Желая как-то ограничить это «вынужденное нормотворчество», В.М. Лебедев называет эту деятельность не нормотворческой, а правовосполнительной, подчеркивая, что «подобное восполнение должно, по идее, иметь временный характер и устраняться законодателем» [12, c. 198].
Свое видение разрешения указанного выше противоречия предлагает В.В. Ершов в работе «Тенденции развития права и неправа». Разбирая природу судебного прецедента, автор вышел на обобщение, имеющее важное методологическое значение для разрешения рассматриваемого противоречия. В частности, он приходит к выводу о том, что «суды управомочены… лишь толковать имеющиеся принципы и нормы права, содержащиеся в формах международного и внутригосударственного права, а не создавать новое право» [7, c. 9].
По мнению В.В. Ершова, наделение органов судебной власти правом нормотворчества противоречит принципу разделения властей — одному из основополагающих принципов правового государства. Толкование норм права является их обязанностью.

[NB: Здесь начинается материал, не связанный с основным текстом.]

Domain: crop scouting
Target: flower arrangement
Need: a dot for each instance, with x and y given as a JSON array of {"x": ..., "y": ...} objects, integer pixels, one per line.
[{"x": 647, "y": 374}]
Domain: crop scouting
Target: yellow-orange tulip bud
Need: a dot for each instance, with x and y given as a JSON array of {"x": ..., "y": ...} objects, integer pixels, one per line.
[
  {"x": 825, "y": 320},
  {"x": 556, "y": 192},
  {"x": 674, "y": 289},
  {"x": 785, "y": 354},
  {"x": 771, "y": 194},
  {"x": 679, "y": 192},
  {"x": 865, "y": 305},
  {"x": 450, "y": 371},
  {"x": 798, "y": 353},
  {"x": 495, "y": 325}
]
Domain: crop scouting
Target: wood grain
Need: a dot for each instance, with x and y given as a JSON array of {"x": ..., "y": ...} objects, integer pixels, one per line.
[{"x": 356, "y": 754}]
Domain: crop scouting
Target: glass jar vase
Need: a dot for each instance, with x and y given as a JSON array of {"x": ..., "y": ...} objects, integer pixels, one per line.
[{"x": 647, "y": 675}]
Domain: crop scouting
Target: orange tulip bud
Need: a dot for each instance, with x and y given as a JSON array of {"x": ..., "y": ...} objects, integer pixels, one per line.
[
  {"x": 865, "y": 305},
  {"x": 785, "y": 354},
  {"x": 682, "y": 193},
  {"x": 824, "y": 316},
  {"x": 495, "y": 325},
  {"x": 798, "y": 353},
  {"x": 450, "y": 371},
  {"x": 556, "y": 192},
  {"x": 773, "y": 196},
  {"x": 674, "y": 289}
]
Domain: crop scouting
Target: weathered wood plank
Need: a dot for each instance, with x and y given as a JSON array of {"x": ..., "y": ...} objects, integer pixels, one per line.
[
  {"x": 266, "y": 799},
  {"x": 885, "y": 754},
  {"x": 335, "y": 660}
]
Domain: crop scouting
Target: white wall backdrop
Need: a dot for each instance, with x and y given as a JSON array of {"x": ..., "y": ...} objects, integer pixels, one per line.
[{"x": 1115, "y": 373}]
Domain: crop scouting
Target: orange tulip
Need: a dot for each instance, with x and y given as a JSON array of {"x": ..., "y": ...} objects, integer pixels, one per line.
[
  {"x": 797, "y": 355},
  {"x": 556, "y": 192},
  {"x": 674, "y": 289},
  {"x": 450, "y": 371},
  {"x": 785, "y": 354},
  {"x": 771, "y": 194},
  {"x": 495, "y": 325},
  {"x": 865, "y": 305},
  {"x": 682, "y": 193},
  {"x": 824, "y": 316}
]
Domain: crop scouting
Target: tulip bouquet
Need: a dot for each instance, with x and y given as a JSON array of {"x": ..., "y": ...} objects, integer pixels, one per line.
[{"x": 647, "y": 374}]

Формализм и правосудие. Формализм (от лат. formalis — «относящийся к форме»), понимаемый как «предпочтение, отдаваемое форме перед содержанием» [16, c. 744], т. е. придание форме ведущей роли по отношению к содержанию, является злом для любого вида деятельности. При осуществлении правосудия формализм — это абсолютное зло, делающее истинное правосудие невозможным, поскольку формализм уничтожает саму идею правосудия.
Как на практике в деятельности судьи выглядит формализм и к чему он ведет, показано в одном из рассказов М.Е. Салтыковa- Щедрина. Главный персонаж этого рассказа судья Филоверитов свой подход к рассмотрению дел объясняет так: «Я не схожу в свою совесть, я не советуюсь с моими личными убеждениями: я смотрю на то только, соблюдены ли все формальности, и в этом отношении строг до педантизма. Если есть у меня в руках два свидетельских показания, надлежащим порядком оформленные, я доволен и пишу: есть; если нет их — я тоже доволен и пишу: нет. Какое мне дело до того, совершено ли преступление в действительности или нет!» [14, c. 302].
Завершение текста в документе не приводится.